On Mon, Mar 17, 2014 at 10:58 PM, Stephen Frost <sfrost@snowman.net> wrote:
* Atri Sharma (atri.jiit@gmail.com) wrote:
> Isnt using a user given value for selectivity a pretty risky situation as
> it can horribly screw up the plan selection?
>
> Why not allow the user to specify an alternate plan and have the planner

Uh, you're worried about the user given us a garbage selectivity, but
they're going to get a full-blown plan perfect?
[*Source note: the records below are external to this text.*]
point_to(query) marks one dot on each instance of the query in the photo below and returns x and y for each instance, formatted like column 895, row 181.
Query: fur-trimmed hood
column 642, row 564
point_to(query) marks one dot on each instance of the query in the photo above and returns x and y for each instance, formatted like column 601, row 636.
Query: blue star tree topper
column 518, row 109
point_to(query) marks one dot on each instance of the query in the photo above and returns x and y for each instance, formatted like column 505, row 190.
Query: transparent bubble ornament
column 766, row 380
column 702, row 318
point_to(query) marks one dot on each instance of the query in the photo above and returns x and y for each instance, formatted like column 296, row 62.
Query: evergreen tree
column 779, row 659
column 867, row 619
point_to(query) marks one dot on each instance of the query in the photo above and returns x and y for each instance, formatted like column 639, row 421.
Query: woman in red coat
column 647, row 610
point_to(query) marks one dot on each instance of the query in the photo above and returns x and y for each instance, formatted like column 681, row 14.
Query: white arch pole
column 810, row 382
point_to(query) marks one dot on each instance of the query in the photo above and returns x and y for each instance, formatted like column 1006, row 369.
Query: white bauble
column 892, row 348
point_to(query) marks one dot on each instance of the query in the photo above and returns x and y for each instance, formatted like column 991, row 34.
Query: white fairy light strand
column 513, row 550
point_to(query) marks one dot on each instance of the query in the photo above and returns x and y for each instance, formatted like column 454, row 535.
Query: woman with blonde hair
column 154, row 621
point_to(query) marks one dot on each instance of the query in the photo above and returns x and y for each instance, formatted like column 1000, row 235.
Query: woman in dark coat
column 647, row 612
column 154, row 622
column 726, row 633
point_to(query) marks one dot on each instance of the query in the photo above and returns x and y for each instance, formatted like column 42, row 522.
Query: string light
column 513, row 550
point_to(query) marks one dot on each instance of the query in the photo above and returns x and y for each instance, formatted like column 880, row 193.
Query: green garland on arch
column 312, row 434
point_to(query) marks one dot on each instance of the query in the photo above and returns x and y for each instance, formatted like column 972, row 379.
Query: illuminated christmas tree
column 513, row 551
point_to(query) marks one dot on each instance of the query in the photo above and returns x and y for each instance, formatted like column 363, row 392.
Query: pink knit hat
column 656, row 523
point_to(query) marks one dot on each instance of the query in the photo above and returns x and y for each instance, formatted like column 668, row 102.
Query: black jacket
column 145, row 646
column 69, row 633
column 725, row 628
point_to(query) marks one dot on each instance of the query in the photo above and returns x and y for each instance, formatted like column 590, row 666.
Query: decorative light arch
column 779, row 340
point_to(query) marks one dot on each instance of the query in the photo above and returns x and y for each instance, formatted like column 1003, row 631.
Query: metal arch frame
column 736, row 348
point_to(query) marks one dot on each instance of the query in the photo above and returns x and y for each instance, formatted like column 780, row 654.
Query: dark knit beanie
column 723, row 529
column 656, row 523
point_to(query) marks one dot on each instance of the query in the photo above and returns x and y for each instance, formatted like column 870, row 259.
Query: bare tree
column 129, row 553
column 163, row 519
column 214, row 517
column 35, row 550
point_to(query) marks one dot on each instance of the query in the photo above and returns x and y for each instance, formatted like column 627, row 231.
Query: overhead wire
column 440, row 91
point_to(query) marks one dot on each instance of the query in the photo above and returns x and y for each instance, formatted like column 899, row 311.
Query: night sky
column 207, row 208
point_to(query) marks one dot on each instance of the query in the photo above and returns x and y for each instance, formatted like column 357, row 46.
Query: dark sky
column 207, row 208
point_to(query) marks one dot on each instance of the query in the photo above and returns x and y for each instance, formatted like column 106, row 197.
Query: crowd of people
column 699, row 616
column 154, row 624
I never said that the user plan would be perfect. The entire point of planner hints is based on the assumption that the user knows more about the data than the planner does hence the user's ideas about the plan should be given a preference. Garbage selectivity can screw up  the cost estimation of *all* our possible plans and we could end up preferring a sequential scan over an index only scan for e.g. I am trying to think of ways that give some preference to a user plan but do not interfere with the cost estimation of our other potential plans.

I'm not opposed to planner hints (or plan mandates), but also not optimistic they will ever get implemented, much less accepted.  But if they were, I don't see a use for such fudge factors.  By mandating a plan, I am already asserting I know more than the optimizer does.  Maybe I am right, maybe I am wrong, but either way I have taken it out of the optimizer's hands and would not welcome it snatching control back.

If it is too deranged for me to trust, why would it not become somewhat more deranged and so decide to ignore my hints?  The only setting for such a factor I would ever see myself using was the minimum, or the maximum.

The feature I would like in such hints, if they are to exist, is to set a version to which they apply.  Often a fix is made very quickly after the problem is pointed out, but it could take well over a year for the fix to see production if it is not backpatched and it lands at the wrong part of the release cycle.